The politics and nuances of the new independence
Unfortunately, but perhaps not surprisingly, a lot of the commentators and the politicians at Westminster are some way behind the curve on this issue.
They are debating, fighting and challenging constitutional arguments that were current a decade ago but which are not topical today.
To be fair, they are not the only ones. There are Scottish nationalists too who perhaps do not realise that Alex Salmond has nipped out during the night and shifted the goalposts. The First Minister’s view of Scottish independence is, now, radically different to the one the SNP espoused in the early 1990s and some way from that being punted by the SNP even a few years ago.
The first to highlight this was SNP policy adviser Stephen Noon. If anyone in the nationalist movement doesn’t know who Mr Noon is, they should do: he is the brains at the heart of the SNP in government and if he suggests, as he does, that the SNP is pursuing a different, softer approach to independence then that is indeed what is happening.
Mr Noon wrote a blog on Tuesday, Stronger Together as Equals, making it clear that “separatism” is not on the SNP’s agenda and that everything was about “partnership” with England.
Angus MacLeod then delved a little deeper in the Times yesterday, using an analysis column to explain what senior SNP sources had told him: that Scottish independence was entirely compatible with some form of set payment from the Scottish to the English Government, covering such items as defence and the diplomatic service, which would be retained for the UK and run by London, as they are now.
The Professor James Mitchell of Strathclyde University put even more meat on the bones of this new, less aggressive form of independence. He interviewed 80 senior nationalist politicians, at length, to discover what they meant by independence.
Quoted in the Times today, Prof Mitchell said: “I was surprised by just how pragmatic the senior members were in terms of what they understood independence to mean. I would describe what they are thinking about as being much more of a confederate arrangement within these islands than the traditional concept of independence.”
It is this quasi-federal nature of the relationship between Scotland and England which seems to have become the focus of the SNP’s new approach.
At its heart, this new approach would involve the handing upwards of certain powers, over defence, macro-economic management and foreign affairs to run on behalf of both countries, as is done now.
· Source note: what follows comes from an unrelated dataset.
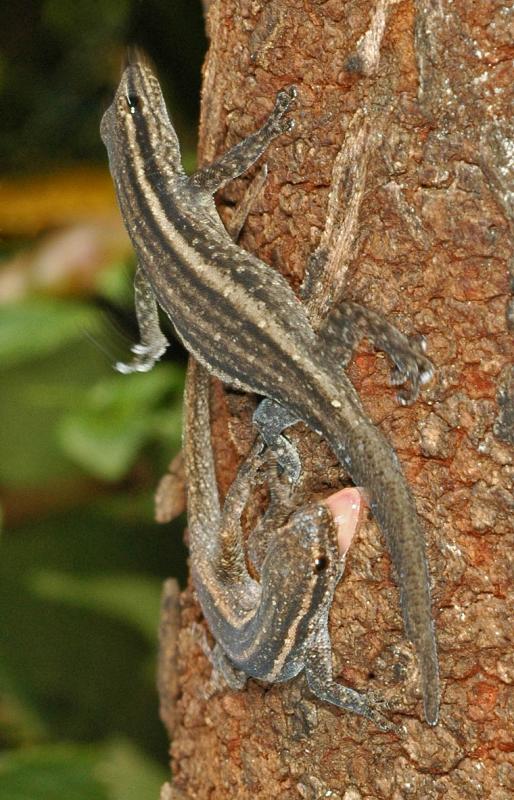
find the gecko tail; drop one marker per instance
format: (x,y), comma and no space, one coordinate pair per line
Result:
(430,681)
The major difference is that this would be at the discretion of the smaller country which would hand over money to pay for them, not have that money held back – as is the case at the moment.
“One senior figure said to me that provided Scotland had the right to pull out of any sharing arrangement at any time, he would be quite happy to share a whole range of services,” Prof Mitchell told the Times.
This does tend to reinforce the view that independence and unionism are not poles apart and separated by an ideological divide. Rather that extreme unionism and extreme nationalism are at opposite ends of a spectrum with many different (and subtly nuanced) variations dotted out between them, ranging from the current devolution settlement, through fiscal accountability, fiscal autonomy, federalism, independence-lite to old-fashioned, complete separatism.
The key message from Mr Noon and highlighted with academic rigour by Prof Mitchell suggests that Alex Salmond’s version of independence has shifted along this spectrum for both practical and electoral reasons.
He knows that when the Scottish people come to have their say on the issue of independence, they are much more likely to vote for something that retains some kind of link (however tenuous) to the old United Kingdom than complete separation.
It is also now clear that many of the unionist commentators and politicians in London have yet to catch up with the new arguments and, unless they do, they will be left behind and stand little chance of winning the real battle when it is launched in earnest by the referendum bill.